For approximate visual assessment of the proximity of tumors and cell lines, we project them into two dimensions (Figure 3) using multidimensional scaling (MDS) with all-against-all distances between samples as input. Intuitively, cell lines that are close to several tumors on the MDS plots are good genomic matches, those which are far from most tumors are poor matches and outliers, while the remaining cell lines are intermediate matches. Figure 4 shows the MSK scores for all 260 cell lines across the 6 tumor types – the number of cell lines which are good matches (near or exceeding the mean tumor-tumor similarity, near or above the green line) or particularly poor matches (more than two standard deviations away from the mean tumor-tumor similarity levels; below the red line).

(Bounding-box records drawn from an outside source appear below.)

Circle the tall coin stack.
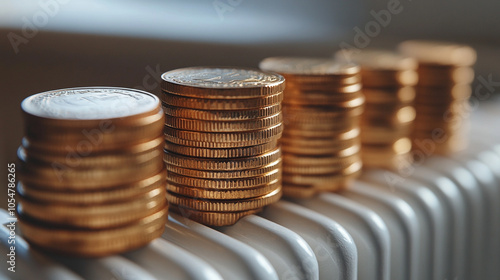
[399,41,476,155]
[260,57,365,197]
[17,87,168,257]
[162,67,285,226]
[336,50,418,169]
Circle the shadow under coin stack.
[336,50,418,170]
[162,67,285,226]
[260,57,364,197]
[399,41,476,156]
[17,87,168,257]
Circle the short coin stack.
[17,87,168,256]
[399,41,476,156]
[260,57,364,197]
[336,50,418,170]
[162,67,285,226]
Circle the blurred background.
[0,0,500,207]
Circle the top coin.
[259,57,360,76]
[398,40,476,66]
[161,67,285,99]
[21,87,160,121]
[335,49,418,71]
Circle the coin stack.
[162,67,285,226]
[399,41,476,156]
[17,87,168,257]
[335,50,418,170]
[260,57,364,197]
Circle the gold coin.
[283,154,361,175]
[282,124,357,140]
[283,83,361,95]
[167,187,281,212]
[164,147,281,171]
[283,117,360,134]
[161,91,283,111]
[26,108,165,152]
[161,67,285,99]
[360,122,415,144]
[362,150,413,171]
[335,50,418,87]
[166,159,281,179]
[282,161,363,186]
[361,106,416,127]
[259,57,360,76]
[398,40,476,66]
[164,133,281,150]
[165,113,283,132]
[283,152,360,167]
[170,204,262,227]
[19,136,164,166]
[281,139,360,156]
[167,179,281,200]
[417,84,472,104]
[283,91,363,107]
[18,184,166,229]
[418,65,474,86]
[283,184,318,198]
[162,103,281,121]
[283,104,364,119]
[335,49,418,71]
[165,140,278,158]
[18,147,164,191]
[164,123,283,143]
[362,137,411,155]
[283,179,354,198]
[280,128,360,144]
[361,70,420,88]
[167,169,281,190]
[17,170,167,205]
[18,207,168,257]
[282,73,361,87]
[363,86,415,106]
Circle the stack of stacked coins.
[336,50,418,169]
[162,67,285,226]
[260,57,364,197]
[17,87,168,256]
[399,41,476,155]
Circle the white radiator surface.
[0,99,500,280]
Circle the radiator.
[0,99,500,280]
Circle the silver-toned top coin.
[259,57,359,75]
[161,67,285,98]
[21,87,160,120]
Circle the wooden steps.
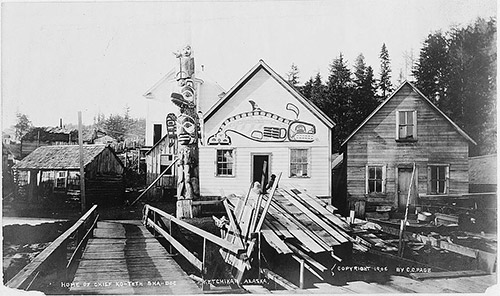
[70,220,201,294]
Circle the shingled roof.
[14,145,109,170]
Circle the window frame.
[427,163,450,195]
[365,164,387,195]
[214,148,236,178]
[54,171,68,189]
[396,109,418,142]
[288,147,312,179]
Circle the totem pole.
[171,45,200,218]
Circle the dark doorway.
[153,124,161,145]
[252,154,270,188]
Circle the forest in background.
[286,18,497,156]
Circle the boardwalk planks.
[70,220,201,294]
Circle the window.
[427,165,450,194]
[153,124,161,145]
[366,165,386,194]
[160,154,174,176]
[216,149,234,176]
[290,149,309,178]
[55,171,66,188]
[396,110,417,140]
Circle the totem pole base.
[176,199,201,219]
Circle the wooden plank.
[222,199,245,248]
[273,197,339,251]
[146,205,241,254]
[269,204,326,253]
[286,243,328,272]
[285,186,352,232]
[260,268,299,291]
[292,255,325,280]
[147,218,203,271]
[261,223,293,254]
[6,205,97,289]
[280,188,348,245]
[387,275,457,293]
[410,270,488,280]
[264,219,294,239]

Several ovarian cell lines are poor matches to TCGA high-grade serous ovarian tumors; A2780, SKOV3 and IGROV1 are among the highly cited outliers
High grade serous ovarian carcinoma (HGSOC) is characterized by a relatively low number of mutations (but near-ubiquitous TP53 mutations), and a medium to high extent of copy number alterations 23. We recently evaluated 47 ovarian cell lines from the CCLE as models of HGSOC using the genomic profiles of TCGA tumors, and found that several highly cited cell lines are poor genomic matches to the tumors, while some less popular cell lines make for better matches 17. Here, we revisited the comparison of ovarian cell lines and tumors using the weighted similarity approach.

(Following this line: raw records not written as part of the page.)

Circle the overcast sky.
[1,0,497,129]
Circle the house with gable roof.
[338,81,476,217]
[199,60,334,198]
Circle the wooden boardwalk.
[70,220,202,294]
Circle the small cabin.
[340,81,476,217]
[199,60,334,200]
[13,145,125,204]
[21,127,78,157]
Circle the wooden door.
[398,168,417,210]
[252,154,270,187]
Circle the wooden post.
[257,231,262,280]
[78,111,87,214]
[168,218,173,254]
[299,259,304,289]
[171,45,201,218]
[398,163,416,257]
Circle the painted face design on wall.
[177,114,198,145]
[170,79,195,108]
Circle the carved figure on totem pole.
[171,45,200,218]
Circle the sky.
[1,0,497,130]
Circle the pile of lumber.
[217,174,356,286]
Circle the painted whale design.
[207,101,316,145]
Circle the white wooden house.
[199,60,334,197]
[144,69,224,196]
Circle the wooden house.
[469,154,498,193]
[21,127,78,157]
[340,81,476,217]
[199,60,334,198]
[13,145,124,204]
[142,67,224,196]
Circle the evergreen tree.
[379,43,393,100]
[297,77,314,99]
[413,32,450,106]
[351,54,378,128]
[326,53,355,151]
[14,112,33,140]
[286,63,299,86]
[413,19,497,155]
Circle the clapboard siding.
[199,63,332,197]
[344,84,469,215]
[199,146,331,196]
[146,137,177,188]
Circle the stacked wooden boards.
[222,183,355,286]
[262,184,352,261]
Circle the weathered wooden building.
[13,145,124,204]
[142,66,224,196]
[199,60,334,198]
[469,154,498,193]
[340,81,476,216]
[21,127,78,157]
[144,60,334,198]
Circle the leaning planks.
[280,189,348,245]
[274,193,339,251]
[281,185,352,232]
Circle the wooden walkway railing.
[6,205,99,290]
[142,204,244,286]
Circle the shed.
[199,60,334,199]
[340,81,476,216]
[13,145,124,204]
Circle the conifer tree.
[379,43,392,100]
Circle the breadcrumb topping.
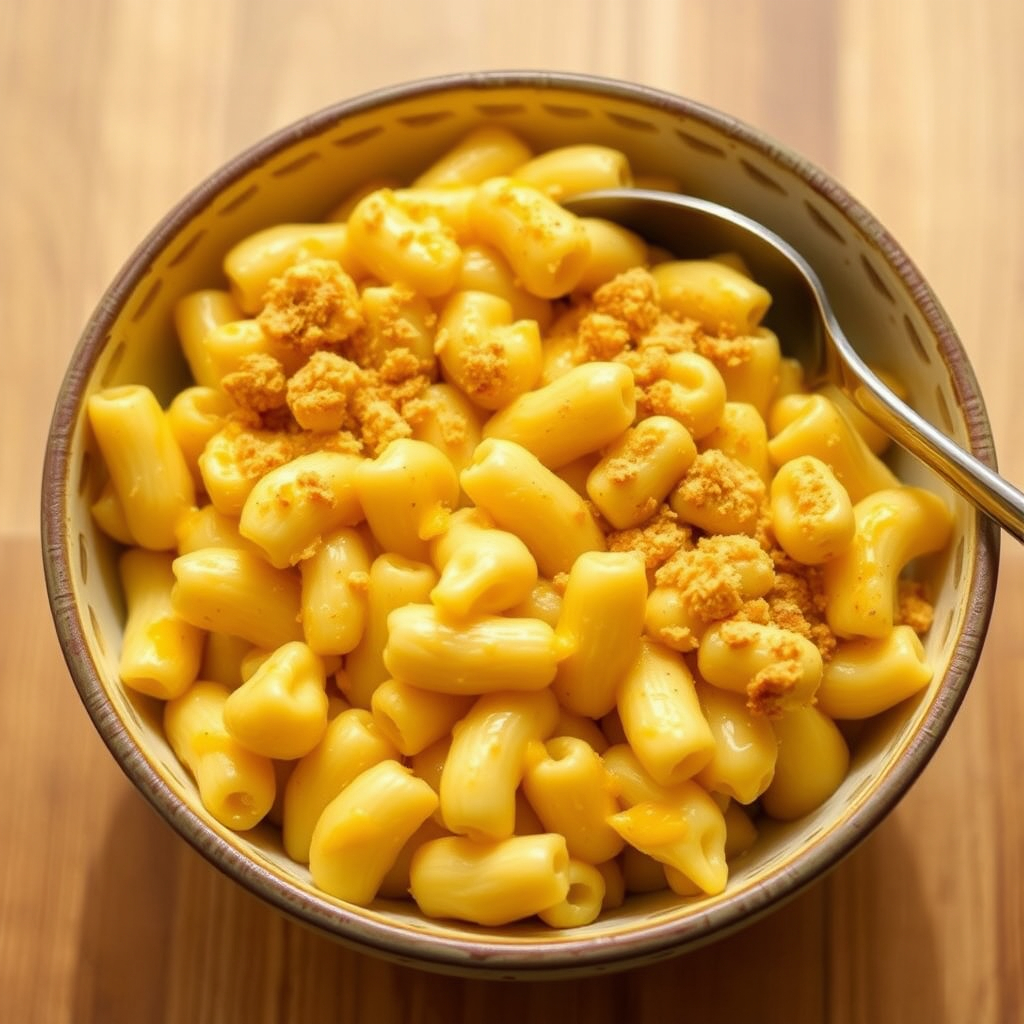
[718,618,804,718]
[593,266,662,342]
[257,259,364,354]
[220,352,288,413]
[654,534,774,622]
[288,351,369,432]
[672,449,766,535]
[607,505,693,572]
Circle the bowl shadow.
[73,790,945,1024]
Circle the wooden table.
[0,0,1024,1024]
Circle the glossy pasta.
[88,124,952,929]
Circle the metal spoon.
[564,188,1024,543]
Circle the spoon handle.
[845,367,1024,543]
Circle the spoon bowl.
[565,188,1024,542]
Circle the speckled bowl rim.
[41,70,999,978]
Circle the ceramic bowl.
[42,72,998,977]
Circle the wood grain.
[0,0,1024,1024]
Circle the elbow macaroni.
[88,119,951,928]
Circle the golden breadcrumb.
[256,259,364,354]
[577,310,630,362]
[746,658,803,718]
[637,312,703,354]
[718,618,804,718]
[765,552,838,662]
[606,505,693,572]
[214,421,361,480]
[672,449,766,534]
[654,534,774,622]
[593,266,662,341]
[288,351,369,432]
[352,284,437,373]
[220,352,288,413]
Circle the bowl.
[42,72,998,977]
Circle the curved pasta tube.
[282,708,399,864]
[645,352,726,440]
[651,260,771,335]
[508,580,562,629]
[391,184,476,246]
[86,384,196,551]
[717,327,782,416]
[89,478,133,547]
[471,177,590,299]
[167,385,236,485]
[339,552,437,708]
[370,679,473,757]
[700,400,772,483]
[696,684,778,804]
[409,833,569,927]
[817,626,933,719]
[513,142,633,203]
[608,782,729,895]
[402,382,482,481]
[522,734,623,864]
[171,548,302,648]
[239,452,366,569]
[440,689,558,842]
[768,394,899,503]
[430,509,537,618]
[587,416,697,529]
[174,288,245,387]
[377,811,451,900]
[384,604,562,693]
[203,315,303,386]
[175,505,256,558]
[413,125,534,188]
[577,217,648,295]
[552,551,647,718]
[461,437,605,579]
[118,548,203,700]
[198,633,253,690]
[761,706,850,821]
[618,846,667,894]
[537,859,604,928]
[309,760,437,906]
[299,527,371,654]
[435,292,543,410]
[483,362,636,469]
[455,244,554,325]
[359,285,437,377]
[353,437,459,561]
[164,680,276,831]
[770,455,856,565]
[553,708,608,754]
[644,587,710,654]
[224,641,328,761]
[339,188,462,298]
[224,223,366,315]
[617,639,715,785]
[697,620,822,717]
[824,486,952,638]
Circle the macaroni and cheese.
[88,125,951,928]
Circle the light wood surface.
[0,0,1024,1024]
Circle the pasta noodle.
[87,124,952,929]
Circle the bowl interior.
[44,74,997,974]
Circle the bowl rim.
[41,70,999,977]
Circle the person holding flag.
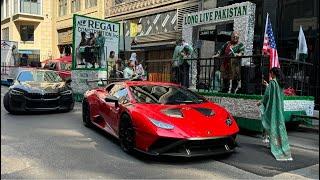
[257,14,292,161]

On average the MSK for HGSOC tumors was 0.45. Eleven cell lines (ES2, OVTOKO, CAOV3, SNU8, COV644, JHOS4, KURAMOCHI, 59M, JHOM1, COV318 and OVSAHO) scored higher than this (Figure 4), indicating that they might be particularly good matches with respect to the genomic alterations we chose to emphasize. On the other hand, COV434, A2780, TOV21G, OVK18, RMGI, SKOV3, OC316, IGROV1, COLO704, OV56, RMUGS, EFO27 and OVKATE were clear outliers, with an MSK < 0.29. As noted earlier 17, IGROV1, OC316, EFO27, OVK18 and TOV21G have few CNAs and an exceptionally large number of mutations - the exact opposite of the majority of TGCA HGSOC tumors, which have few mutations and a medium to high level of copy number aberrations, relative to other cancer types.

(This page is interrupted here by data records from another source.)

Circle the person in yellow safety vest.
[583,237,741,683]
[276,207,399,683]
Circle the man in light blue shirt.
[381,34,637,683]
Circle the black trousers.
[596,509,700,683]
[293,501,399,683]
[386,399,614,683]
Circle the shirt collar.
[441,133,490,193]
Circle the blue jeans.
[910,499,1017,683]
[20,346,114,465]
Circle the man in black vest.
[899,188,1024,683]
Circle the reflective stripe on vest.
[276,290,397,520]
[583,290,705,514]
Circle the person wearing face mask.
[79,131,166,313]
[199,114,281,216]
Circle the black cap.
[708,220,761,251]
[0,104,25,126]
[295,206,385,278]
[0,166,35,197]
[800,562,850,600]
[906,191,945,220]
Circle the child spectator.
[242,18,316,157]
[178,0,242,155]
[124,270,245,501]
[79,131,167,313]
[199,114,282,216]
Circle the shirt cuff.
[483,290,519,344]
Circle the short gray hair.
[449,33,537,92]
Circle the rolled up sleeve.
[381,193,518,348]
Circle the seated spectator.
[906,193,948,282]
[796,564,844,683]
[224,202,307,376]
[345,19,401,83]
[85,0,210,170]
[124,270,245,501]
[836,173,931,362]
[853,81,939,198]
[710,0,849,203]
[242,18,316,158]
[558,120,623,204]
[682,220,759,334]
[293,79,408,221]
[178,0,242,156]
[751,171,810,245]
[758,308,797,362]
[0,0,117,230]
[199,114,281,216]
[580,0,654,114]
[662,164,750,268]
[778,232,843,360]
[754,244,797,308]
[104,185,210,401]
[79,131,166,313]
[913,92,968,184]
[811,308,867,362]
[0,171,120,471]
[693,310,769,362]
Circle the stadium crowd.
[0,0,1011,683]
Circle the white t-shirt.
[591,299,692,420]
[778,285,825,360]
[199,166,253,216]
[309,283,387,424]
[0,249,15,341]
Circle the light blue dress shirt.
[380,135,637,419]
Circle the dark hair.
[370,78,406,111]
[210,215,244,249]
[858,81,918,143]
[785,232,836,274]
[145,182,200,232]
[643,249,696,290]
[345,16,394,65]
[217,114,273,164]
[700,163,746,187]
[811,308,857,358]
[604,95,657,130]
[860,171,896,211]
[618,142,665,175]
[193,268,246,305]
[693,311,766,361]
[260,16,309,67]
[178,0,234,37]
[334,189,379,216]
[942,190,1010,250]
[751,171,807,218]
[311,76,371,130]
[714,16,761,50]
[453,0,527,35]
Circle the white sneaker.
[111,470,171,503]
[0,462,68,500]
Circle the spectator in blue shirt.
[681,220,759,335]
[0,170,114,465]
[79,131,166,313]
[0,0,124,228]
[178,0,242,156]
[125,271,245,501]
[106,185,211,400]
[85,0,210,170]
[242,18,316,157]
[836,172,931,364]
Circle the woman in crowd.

The combined CCLE and TCGA dataset contained 3 mutations and 28 genes in focal CNA peaks, including 13 in singleton peaks (i.e., only one nominated target gene in the focal peak) declared significant by MUTSIG and GISTIC, respectively. Most cell lines contained some of these 16 alterations, as well as alterations in other cancer genes found in the TCGA pan-cancer studies 20,22. However, several of the outlier cell lines lacked the HGSOC-specific alterations, but had alterations in other cancer genes. More specifically, A2780, COV644, MCAS, OC316, OVTOKO and SNU840 lack any of the HGSOC-specific important alterations. Interestingly, the cell line JHOM2B, which has mutations in TP53 and RB1 but lacks any high level amplifications or homozygous deletions characteristic of HGSOC, also carries a BRAFV600E mutation. When all CCLE cell lines were clustered using mRNA expression (not shown), JHOM2B clustered with colorectal cell lines, raising the possibility that it might be a colorectal cell line, though further study is needed to confirm or rule that out.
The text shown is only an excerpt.